Klinsmann's success for the United States has come in waves with losses against the likes of Costa Rica and Ecuador, both of which were totally different sides to the ones that played in the 2014 World Cup before following it up with four wins in a row against Venezuela, Panama, Scotland, and, most famously, Italy away. Under Jurgen Klinsmann, the US picked up first win at Mexico's Azteca stadium and their second competitive point ever at that ground.
The 2014 World Cup saw the US escape the group of death before losing to Belgium in extra time in the round of 16. After that, the Americans managed to beat the Czech Republic away in a friendly before finishing the year in rough fashion with a pair of draws to CONCACAF opponents, a home loss to Colombia, and a 4-1 away loss to Ireland.
2015 has been better for Klinsmann and the Yanks. In seven games, the Americans have lost just twice, away to Chile and away to Denmark. In those other five games, they have managed wins against Mexico, the Netherlands, and Germany with the two against the European powerhouses coming on their respective away grounds.
For the 2015 Gold Cup, Jurgen Klinsmann has gone with a lineup that's very heavy on experience. It's also the first time that the boss has given Tim Ream an actual chance in the side outside of some random European friendlies. Ream was called up by Klinsmann on three occasions in 2011 by was an unused substitute in two of those games (Costa Rica and Belgium) before getting 19 minutes in the aforementioned loss to Ecuador.
After that, Ream was left completely out in the cold by Jurgen, picking up a total of zero caps in both 2012 and 2013, despite beginning to come into his own at Bolton.

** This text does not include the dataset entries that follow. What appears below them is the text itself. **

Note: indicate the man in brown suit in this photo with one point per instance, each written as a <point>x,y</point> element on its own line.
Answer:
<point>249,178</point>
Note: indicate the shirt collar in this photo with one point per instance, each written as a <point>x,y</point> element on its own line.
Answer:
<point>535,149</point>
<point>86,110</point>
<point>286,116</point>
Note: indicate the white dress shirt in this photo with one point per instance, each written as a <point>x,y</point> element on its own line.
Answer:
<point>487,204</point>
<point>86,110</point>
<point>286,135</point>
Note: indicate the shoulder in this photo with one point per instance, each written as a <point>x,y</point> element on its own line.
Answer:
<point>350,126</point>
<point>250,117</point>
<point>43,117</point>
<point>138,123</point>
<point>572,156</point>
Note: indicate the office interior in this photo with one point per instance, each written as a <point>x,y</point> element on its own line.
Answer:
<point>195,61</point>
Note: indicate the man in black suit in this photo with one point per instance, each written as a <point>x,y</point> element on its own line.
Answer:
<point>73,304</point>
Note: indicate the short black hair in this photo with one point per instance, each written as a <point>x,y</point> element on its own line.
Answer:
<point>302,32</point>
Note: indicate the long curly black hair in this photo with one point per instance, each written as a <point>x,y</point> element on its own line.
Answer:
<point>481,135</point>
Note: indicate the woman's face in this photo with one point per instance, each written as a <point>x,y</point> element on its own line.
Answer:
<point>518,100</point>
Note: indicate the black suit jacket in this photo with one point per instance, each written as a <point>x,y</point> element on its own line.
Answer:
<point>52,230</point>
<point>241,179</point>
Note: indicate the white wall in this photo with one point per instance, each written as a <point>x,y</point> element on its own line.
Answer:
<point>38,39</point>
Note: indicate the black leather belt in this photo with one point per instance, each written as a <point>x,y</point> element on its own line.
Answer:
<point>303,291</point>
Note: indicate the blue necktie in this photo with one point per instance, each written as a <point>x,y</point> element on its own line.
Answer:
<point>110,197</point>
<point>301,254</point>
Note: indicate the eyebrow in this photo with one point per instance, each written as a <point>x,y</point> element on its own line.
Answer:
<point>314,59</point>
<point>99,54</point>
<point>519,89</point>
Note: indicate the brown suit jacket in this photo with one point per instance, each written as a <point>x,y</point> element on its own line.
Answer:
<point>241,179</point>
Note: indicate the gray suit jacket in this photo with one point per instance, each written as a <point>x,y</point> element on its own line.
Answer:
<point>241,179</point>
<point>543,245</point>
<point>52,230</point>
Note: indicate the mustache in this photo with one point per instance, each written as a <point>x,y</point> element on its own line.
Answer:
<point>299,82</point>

It was only after he won his first Player of the Year award that Klinsmann gave Ream another chance, calling him in for the Czech Republic friendly win. Since then, Ream has been called up to the national team an additional five times, picking up four caps in that space but always playing between 29 and two minutes in that stretch. Never more.
The rest of the squad is as follows:
Defenders: Venturo Alverado (Club America), John Brooks (Hertha Berlin), Timmy Chandler (Eintracht Frankfurt), Brad Evans (Seattle Sounders), Omar Gonzalez (LA Galaxy), Fabian Johnson (Borussia Mönchengladbach), Tim Ream (Bolton Wanderers), DeAndre Yedlin (Tottenham Hotspur)
Midfielders: Kyle Beckerman (Real Salt Lake), Alejandro Bedoya (Nantes), Michael Bradley (Toronto FC), Brad Davis (Houston Dynamo), Mix Diskerud (New York City FC), Alfredo Morales (Ingolstadt), Graham Zusi (Sporting Kansas City)
Forwards: Gyasi Zardes (LA Galaxy), Jozy Altidore (Toronto FC), Clint Dempsey (Seattle Sounders), Aron Johannson (AZ Alkmaar), Chris Wondolowski (San Jose Earthquakes)
Chances of Winning:
The US is always one of two favorites in this competition and you will typically see them and Mexico as the two going the farthest. The US group is made up of Panama, Haiti, and Honduras.
The top two teams in each group advance along with the top two third-place finishers meaning that only four of the 12 teams in the competition are actually knocked out in the first round.
The Americans should win their group with relative ease which would then see them face the 3rd place team that comes out of Group B or C in the quarterfinals.
Assuming both the US and Mexico do well in their groups (top two finishes), they would avoid each other in the quarters and semis with a potential meeting saved all the way in the final game.